Tuesday, 5 November 2013


I've got two new grandbabies, twins Fearne and Freya, born just over a week ago. They were born early because my daughter had pre-eclampsia, and they are adorable tiny scraps of life. Fearne is doing well, feeding well, and will soon go home from hospital. Her tiny sister is now also on the mend after an eight-hour operation to repair a tracheoesophageal fistula. (See previous blog 'Praise for the NHS'.)

And that has set me thinking about how a child is formed in the womb. Perhaps it is something we take for granted. We assume everything will go right, and we will have a perfect little baby at the end of a pregnancy. And most of the time that is the case. But it's when something goes wrong that it highlights the miracle of why it goes right most of the time.

What do I mean?

The condition that tiny Freya had is not common, but is also not unknown. In TOF as the cells are dividing to form the baby at the stage soon after conception the oesophagus and the stomach do not join up. Freya's intestine also was not joined to her stomach. Both have been repaired by surgeons and they expect her to make a full recovery. We ask: why did that happen? But perhaps the question we ought to ask is: how does it usually go right?

I'm no scientist, but it seems to me that the different components within the body must develop independently of each other. So, the oesophagus from the throat is one stage; the stomach is another stage; and a third stage must be the bowel. Maybe there's more stages than that, but let's keep it simple! Then they all join up. (Or in Freya's case, they didn't.)

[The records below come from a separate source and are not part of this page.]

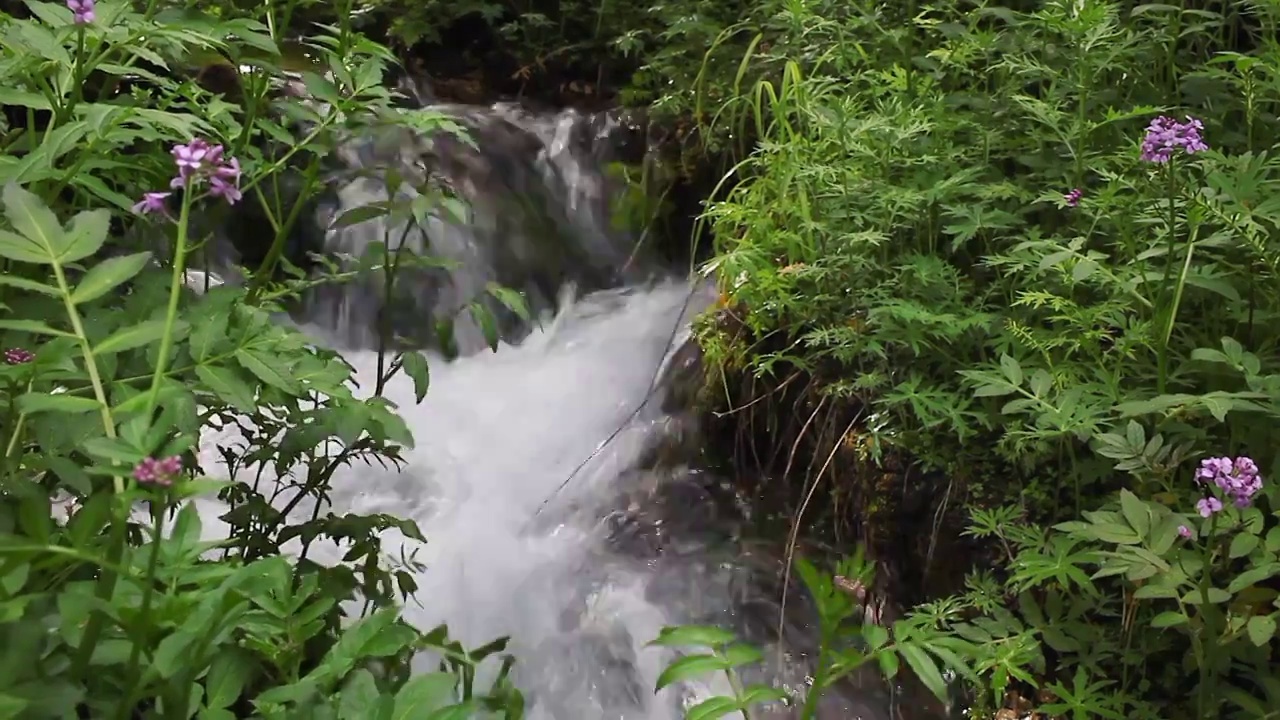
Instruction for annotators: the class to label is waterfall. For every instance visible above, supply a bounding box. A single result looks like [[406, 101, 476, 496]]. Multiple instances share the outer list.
[[192, 96, 886, 720]]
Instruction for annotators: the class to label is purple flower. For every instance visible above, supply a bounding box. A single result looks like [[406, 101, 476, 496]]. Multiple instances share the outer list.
[[67, 0, 95, 26], [1196, 497, 1222, 518], [1142, 115, 1208, 163], [133, 137, 242, 213], [1196, 456, 1262, 507], [4, 347, 36, 365], [133, 192, 173, 215], [133, 455, 182, 487]]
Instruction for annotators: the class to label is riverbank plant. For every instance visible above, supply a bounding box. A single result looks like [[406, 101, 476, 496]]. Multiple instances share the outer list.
[[680, 0, 1280, 719], [0, 0, 521, 719]]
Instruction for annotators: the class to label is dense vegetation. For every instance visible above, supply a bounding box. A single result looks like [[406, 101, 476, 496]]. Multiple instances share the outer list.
[[0, 0, 1280, 720], [670, 0, 1280, 719]]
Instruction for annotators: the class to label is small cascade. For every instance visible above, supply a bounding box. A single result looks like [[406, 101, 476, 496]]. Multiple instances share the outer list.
[[194, 95, 887, 720]]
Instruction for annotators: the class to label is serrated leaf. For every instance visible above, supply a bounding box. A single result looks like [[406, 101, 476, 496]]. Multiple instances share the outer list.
[[654, 653, 728, 692], [1000, 355, 1023, 387], [1228, 533, 1260, 560], [1245, 615, 1276, 647], [897, 643, 947, 701], [205, 652, 251, 708], [649, 625, 737, 647], [401, 351, 431, 402], [196, 365, 257, 413], [72, 252, 151, 305], [392, 673, 457, 720], [18, 392, 102, 415], [685, 696, 741, 720], [1151, 610, 1187, 628], [0, 272, 61, 297], [236, 348, 300, 395], [338, 667, 381, 720], [0, 320, 76, 337], [0, 231, 52, 265], [3, 182, 67, 263], [93, 320, 177, 355], [1120, 489, 1151, 538], [58, 209, 111, 263]]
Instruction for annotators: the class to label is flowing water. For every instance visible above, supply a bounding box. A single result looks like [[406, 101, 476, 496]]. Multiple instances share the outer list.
[[192, 96, 901, 720]]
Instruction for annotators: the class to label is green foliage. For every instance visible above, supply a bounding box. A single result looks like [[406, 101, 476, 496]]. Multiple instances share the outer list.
[[0, 1, 522, 719], [686, 0, 1280, 719], [653, 552, 977, 720]]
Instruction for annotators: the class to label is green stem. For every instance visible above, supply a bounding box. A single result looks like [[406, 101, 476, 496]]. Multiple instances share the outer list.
[[147, 190, 195, 418], [1156, 158, 1178, 395], [115, 503, 166, 720]]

So we all know what happens when a baby is conceived. Two cells become one, then they start multiplying. At some stage the cells start to form the baby, the sac, the placenta. Within the baby part, a brain, heart, internal organs, eyes, ears, limbs, spinal column and so on all come into being. I've always thought: What makes those cells do that? What programming is it that forms the different parts of the human body?

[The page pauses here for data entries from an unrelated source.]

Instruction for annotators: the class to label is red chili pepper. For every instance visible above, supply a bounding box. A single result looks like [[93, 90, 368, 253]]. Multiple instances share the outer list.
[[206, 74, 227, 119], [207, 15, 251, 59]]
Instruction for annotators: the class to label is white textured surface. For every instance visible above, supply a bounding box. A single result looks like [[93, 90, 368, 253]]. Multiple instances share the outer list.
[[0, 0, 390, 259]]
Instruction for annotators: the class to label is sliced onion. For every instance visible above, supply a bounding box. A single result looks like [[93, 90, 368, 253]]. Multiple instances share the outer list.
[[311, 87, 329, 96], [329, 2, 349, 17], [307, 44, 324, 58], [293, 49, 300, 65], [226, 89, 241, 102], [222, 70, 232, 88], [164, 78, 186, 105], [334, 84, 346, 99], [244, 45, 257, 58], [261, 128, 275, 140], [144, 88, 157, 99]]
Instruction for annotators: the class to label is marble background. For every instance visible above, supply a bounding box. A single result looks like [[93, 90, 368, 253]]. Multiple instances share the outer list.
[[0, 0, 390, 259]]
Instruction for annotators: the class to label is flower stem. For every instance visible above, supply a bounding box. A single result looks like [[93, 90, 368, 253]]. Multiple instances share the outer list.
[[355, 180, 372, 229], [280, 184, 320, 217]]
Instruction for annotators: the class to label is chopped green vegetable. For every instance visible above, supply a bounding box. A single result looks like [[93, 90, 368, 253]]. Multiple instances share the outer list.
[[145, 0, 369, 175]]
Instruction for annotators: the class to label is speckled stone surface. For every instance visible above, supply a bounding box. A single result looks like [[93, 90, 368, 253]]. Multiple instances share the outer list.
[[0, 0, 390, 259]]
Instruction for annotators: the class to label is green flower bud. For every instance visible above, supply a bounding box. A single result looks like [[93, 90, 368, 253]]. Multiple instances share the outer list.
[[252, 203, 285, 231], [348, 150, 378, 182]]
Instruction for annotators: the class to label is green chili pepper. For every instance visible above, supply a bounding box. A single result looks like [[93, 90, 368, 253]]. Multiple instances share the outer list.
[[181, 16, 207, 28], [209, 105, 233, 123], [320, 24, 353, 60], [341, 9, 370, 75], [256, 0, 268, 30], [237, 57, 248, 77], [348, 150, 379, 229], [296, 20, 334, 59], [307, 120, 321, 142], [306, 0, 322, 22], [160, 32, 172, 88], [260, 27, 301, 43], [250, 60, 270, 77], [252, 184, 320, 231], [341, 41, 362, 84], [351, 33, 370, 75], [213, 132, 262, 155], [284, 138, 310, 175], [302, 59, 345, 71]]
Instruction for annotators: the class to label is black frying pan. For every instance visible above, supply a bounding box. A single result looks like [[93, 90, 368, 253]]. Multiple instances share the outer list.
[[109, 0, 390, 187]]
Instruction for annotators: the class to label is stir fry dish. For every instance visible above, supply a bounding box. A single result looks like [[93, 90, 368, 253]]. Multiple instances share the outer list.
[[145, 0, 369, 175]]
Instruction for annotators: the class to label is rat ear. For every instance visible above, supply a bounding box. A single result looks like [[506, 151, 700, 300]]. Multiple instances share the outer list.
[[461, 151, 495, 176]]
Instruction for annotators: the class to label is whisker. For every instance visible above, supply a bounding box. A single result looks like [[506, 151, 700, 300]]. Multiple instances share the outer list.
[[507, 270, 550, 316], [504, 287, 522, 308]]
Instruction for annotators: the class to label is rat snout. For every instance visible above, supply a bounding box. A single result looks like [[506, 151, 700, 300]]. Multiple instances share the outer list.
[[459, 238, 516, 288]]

The answer is DNA. Well I cannot go into the complexities of DNA here, it is far too complicated for me! But I found some interesting quotes you might like to consider.

Did DNA come about by mere chance?

Quote: "DNA is packaged within the chromosomes in a manner so efficient that it has been called a 'feat of engineering."

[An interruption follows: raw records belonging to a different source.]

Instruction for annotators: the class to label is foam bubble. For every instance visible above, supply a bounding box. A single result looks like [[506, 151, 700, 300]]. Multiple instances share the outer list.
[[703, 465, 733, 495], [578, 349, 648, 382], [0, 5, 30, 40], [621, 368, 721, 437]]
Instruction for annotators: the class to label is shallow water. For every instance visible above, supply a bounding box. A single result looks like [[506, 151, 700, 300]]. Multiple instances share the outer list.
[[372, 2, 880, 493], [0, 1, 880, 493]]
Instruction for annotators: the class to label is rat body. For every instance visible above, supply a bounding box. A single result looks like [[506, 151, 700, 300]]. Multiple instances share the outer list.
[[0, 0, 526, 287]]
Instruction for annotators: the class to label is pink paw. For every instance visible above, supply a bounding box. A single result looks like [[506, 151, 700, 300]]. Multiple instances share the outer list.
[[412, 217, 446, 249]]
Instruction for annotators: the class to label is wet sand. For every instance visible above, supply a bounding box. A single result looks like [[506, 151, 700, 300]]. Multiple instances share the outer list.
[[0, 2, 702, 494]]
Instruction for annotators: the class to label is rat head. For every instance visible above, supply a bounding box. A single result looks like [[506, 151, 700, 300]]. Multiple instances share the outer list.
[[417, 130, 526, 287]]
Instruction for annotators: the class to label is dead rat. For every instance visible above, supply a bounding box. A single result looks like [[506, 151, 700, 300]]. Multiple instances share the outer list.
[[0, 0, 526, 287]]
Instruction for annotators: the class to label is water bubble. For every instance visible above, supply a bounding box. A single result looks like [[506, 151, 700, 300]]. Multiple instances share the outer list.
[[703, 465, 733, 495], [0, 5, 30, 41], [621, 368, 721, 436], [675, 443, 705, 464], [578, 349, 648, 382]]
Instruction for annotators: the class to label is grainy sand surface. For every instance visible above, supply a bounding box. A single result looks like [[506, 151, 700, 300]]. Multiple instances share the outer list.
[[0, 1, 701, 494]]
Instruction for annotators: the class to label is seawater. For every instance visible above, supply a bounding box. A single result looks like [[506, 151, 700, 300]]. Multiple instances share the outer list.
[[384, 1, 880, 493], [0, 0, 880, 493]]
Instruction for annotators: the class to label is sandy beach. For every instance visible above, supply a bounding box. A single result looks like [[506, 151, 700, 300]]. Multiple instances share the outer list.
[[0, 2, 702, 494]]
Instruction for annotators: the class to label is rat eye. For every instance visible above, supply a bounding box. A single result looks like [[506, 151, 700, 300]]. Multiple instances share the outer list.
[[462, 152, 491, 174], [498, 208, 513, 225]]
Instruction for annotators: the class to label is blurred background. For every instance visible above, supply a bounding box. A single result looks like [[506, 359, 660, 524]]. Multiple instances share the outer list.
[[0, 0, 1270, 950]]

Question: So how could such an organised structure come about? By blind chance or by design?

Quote: "DNA contains all the instructions needed to build a unique human body and maintain it throughout life."

Question: How did those instructions come to be in the first place? Blind chance, or by design?

Quote: "For DNA to work, it has to be copied, read and proofread by a swarm of complex molecular machines called enzymes, which must work together with precision and split-second timing."

Question: Could a highly complex and reliable machine come about by mere chance? Or did it have a designer and builder? What then of the more complex DNA?

The more scientists find out about the human body, the complexities of the brain, the eye, the kidneys, heart, and other organs, the more they find out about all living things, about the earth itself, about the universe, the more wonderful it seems to me. Science is showing us more and more that there is design in everything around us. And where there is design, there has to be a Designer.

That's why I believe in a Creator, someone with the wisdom and power to work it all out.

Perhaps we should find out more about him.